Gompertz esquiva-se de nomear o cenário atual, porém, enfatiza, enquanto sorri, o termo “empreendedorismo”. Nesse sentido, a buzziness art de Andy Warhol seria a cereja do bolo, mantida em formol até os dias de hoje. O autor talvez tenha se apegado a arte televisionada ou compartilhada nas redes sociais, o que não retira o valor de um círculo romanesco, iniciado na emancipação Impressionista dos salões e encerrado no leilão de Damien Hirst. Essa é uma narrativa linear, cujo mérito não está na assertividade crítica, mas na fidelidade às intenções do livro: desmistificar a arte contemporânea intelectualizada.

Talvez não fosse o abstracionismo a grande dificuldade encontrada pela arte moderna em conquistar o gosto geral, ao menos não para o autor. Apesar de museus chamarem atenção para o número crescente de visitantes, para Gompertz “a reputação profissional” está em primeiro plano e a discussão sobre trabalhos e mostras é propositalmente dificultada por medo ou incapacidade dos profissionais de expressarem-se com simplicidade. Nessa crítica, Mondrian está no pódio dos artistas que mais confundiram em suas tentativas de versar sobre a própria pesquisa plástica.

Se os cartoons de Helguera, usados no livro, debocham dessa dificuldade dos artistas, o texto não faz isso. O autor fala de arte moderna como um fofoqueiro alegre. Apontamentos sobre os dissabores de figuras históricas são apresentados despretensiosamente, mas, são afirmações sem ressalvas. Todo o ritmo do texto nos traz a convicção de que romancear fatos é fundamental para compreender a arte recente. E é até original iniciar uma conversa sobre pop art com uma narrativa ficcional sobre Paolozzi, que culmina na fatídica palestra, concedida pelo artista escocês do pós-guerra, em Londres, em 1952. O romanceado se esforça para adoçar uma arte que o público, erudito ou não, considera difícil de engolir.
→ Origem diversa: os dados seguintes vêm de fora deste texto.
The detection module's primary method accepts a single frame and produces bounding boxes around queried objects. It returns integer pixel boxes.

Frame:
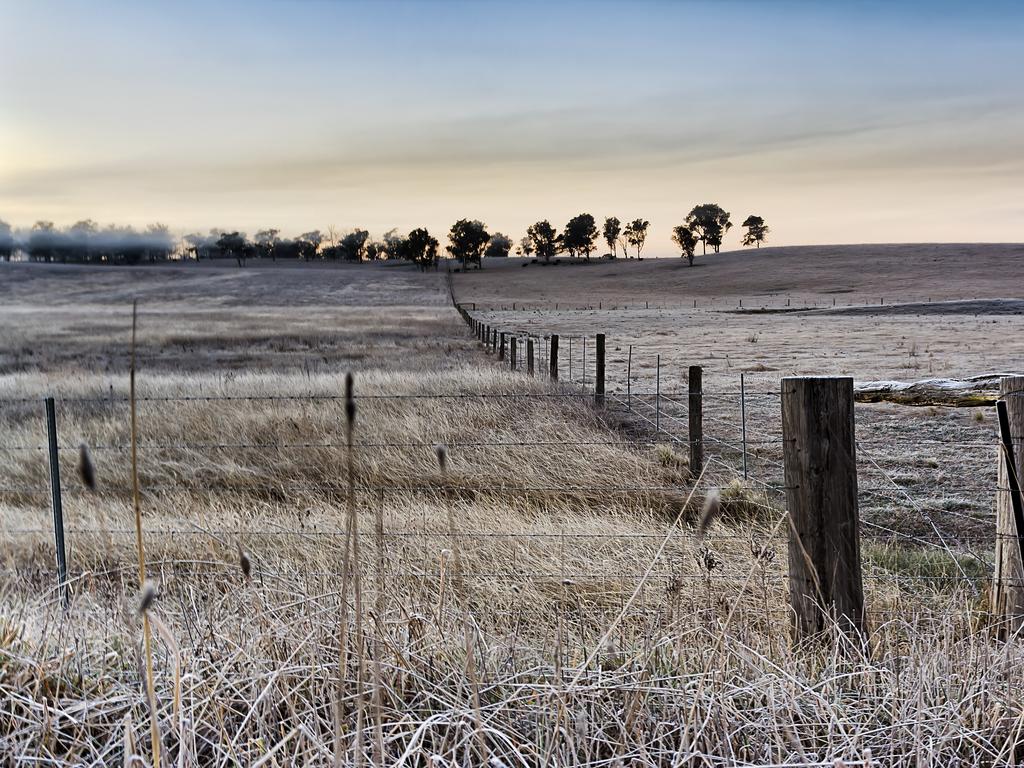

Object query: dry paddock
[0,260,1022,766]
A descompostura que a Pop e os Conceitualismos infligiram ao olhar poderia reduzir a arte à diversão de filósofos. Tal redução não ocorreu. A retrospectiva de Abramovic (MoMA, NY, 2010) exemplifica como um trabalho “difícil” vira o “programa mais quente da cidade”. Ou isso, ou o mundo da arte foi aceleradamente povoado ou colonizado pela indústria do entretenimento. Gompertz escolhe a segunda opção, sem dispensar considerações negativas a esse respeito.

Ao fim, o livro soa como um pedido de desculpas envergonhado, por saber que os artistas atuais não são charlatões. Como se fosse necessário explicar para aqueles que consideram a arte recente um circo do mau gosto, que na verdade ela não é.